Anthropic has launched a public test for its new model, “Claud,” which will run for a week. This move comes after unsuccessful attempts by more than 3,000 hours of failed bounty efforts. Anthropic has unveiled its new “Canonical Classifier” system, which they claim can potentially deter “mostly” jailbreaking attempts. The company has introduced this system to see if the public can deceive it into violating their principles.
According to Anthropic, this system is derived from their previous “Canonical AI” system, which was used to form the Claud model. The Classifier includes a “canon” based on principles of natural language, categorizing materials into permitted (such as a list of common medicines) and prohibited (such as restricted chemicals). The company has instructed Claud to prepare multiple artificial prompts to guide acceptable and unacceptable responses under canonical principles. These prompts have been translated into various languages and tailored to mimic infamous jailbreaking methods. Additionally, “auto red teaming” prompts were included, aimed at creating new jailbreak attempts. All this data has been integrated into a robust training dataset that can be used to enhance the security of the new, more jailbreak-resistant “Classifiers.”

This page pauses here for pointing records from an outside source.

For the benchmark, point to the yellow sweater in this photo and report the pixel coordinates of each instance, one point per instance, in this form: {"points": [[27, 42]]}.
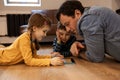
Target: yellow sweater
{"points": [[20, 51]]}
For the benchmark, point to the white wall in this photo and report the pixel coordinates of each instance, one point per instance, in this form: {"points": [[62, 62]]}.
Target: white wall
{"points": [[50, 4]]}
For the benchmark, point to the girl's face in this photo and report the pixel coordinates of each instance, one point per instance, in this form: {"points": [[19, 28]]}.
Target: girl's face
{"points": [[40, 33], [64, 35]]}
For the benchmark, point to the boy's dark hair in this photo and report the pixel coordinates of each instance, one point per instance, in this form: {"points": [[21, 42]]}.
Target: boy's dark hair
{"points": [[60, 26], [68, 8]]}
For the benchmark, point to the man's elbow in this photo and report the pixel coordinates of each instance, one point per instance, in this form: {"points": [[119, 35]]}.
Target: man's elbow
{"points": [[97, 60]]}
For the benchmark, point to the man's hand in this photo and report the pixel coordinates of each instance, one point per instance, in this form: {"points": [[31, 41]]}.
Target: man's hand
{"points": [[56, 54], [75, 48]]}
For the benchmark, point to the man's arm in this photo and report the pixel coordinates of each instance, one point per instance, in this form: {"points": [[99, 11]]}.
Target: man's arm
{"points": [[94, 38]]}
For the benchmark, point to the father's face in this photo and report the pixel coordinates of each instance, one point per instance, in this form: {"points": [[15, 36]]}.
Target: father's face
{"points": [[69, 22]]}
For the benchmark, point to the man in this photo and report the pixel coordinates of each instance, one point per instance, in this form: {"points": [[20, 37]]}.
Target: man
{"points": [[99, 26]]}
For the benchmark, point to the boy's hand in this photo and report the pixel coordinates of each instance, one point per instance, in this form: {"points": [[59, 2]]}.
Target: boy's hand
{"points": [[56, 54], [75, 48], [56, 61], [58, 36]]}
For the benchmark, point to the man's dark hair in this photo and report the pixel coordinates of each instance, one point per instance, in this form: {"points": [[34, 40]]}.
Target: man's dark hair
{"points": [[68, 8], [60, 26]]}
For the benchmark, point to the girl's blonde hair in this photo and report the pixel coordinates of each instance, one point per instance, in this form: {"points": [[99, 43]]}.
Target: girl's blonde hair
{"points": [[39, 21]]}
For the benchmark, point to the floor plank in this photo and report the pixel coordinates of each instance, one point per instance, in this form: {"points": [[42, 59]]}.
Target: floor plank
{"points": [[82, 70]]}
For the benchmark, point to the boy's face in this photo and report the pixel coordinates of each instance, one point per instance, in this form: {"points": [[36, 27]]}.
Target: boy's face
{"points": [[63, 35], [70, 22], [40, 33]]}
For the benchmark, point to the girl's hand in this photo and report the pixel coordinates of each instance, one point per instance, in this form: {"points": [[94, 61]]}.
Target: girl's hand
{"points": [[56, 61], [75, 48], [56, 54]]}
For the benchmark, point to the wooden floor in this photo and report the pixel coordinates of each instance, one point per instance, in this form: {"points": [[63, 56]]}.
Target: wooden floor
{"points": [[82, 70]]}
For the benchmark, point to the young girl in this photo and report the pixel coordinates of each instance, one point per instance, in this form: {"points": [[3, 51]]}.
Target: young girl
{"points": [[25, 46]]}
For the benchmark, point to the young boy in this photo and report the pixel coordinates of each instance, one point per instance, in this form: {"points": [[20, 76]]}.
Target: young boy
{"points": [[62, 43]]}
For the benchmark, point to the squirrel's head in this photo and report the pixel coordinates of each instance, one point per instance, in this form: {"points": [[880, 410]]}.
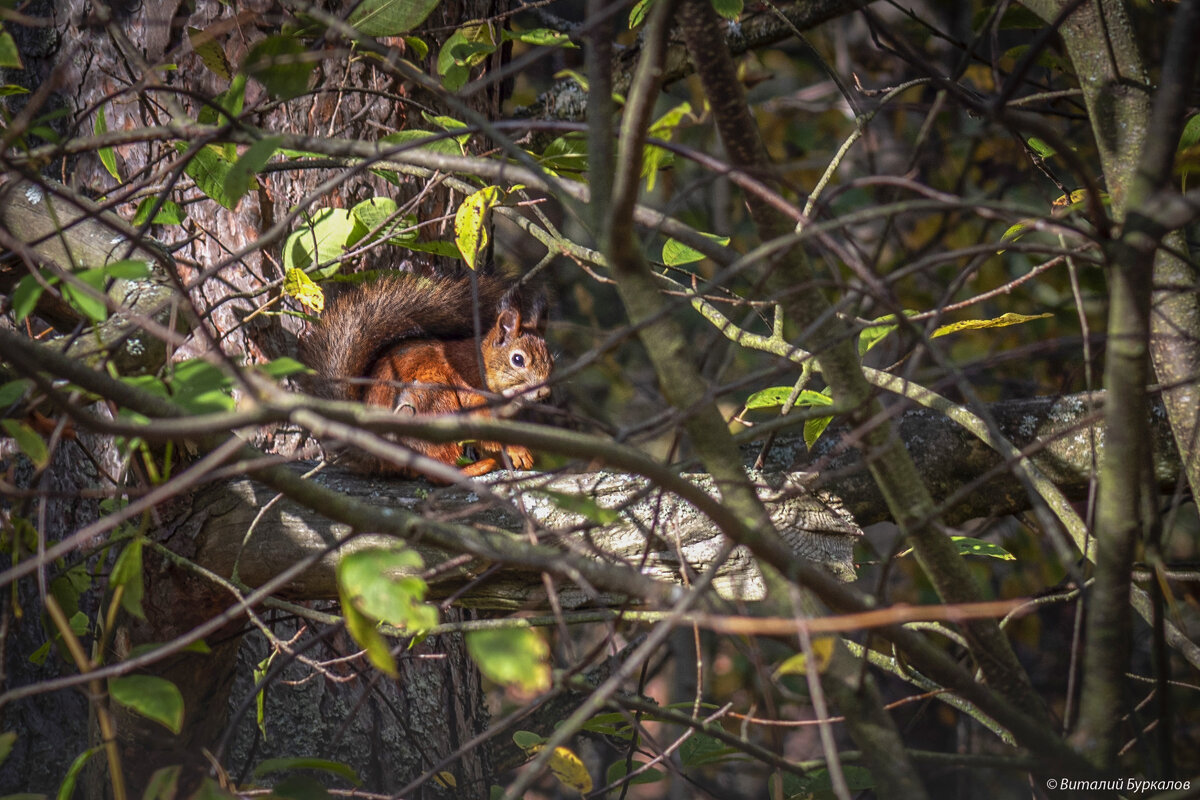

Anthropic has launched a bug bounty program starting in August, offering a $15,000 reward for designing a “Universal Jailbreak.” According to the company, 183 experts spent over 3,000 hours on this challenge, yet the best outcome was only achieved on five jailbreaking attempts. Anthropic tested this model against 10,000 jailbreaking attempts, where the Canonical Classifier halted 95% of attempts, while the less secure Claud system only thwarted 14%. While these efforts have been successful, Anthropic warns that the Canonical Classifier system carries a significant 23.7% computational overhead, increasing the cost and energy demand of each request. Anthropic does not claim that this new system provides complete protection against all jailbreaking attempts, but it does highlight that “even the smallest successful jailbreak attempt requires more effort in identifying when protective measures are in place.” It is now up to the public to scrutinize the limits of this new system.
Until February 10, users of Claud can attempt to break new protections to obtain answers to eight questions about chemical weapons on the test site. Anthropic will announce any new jailbreaking attempts during this test.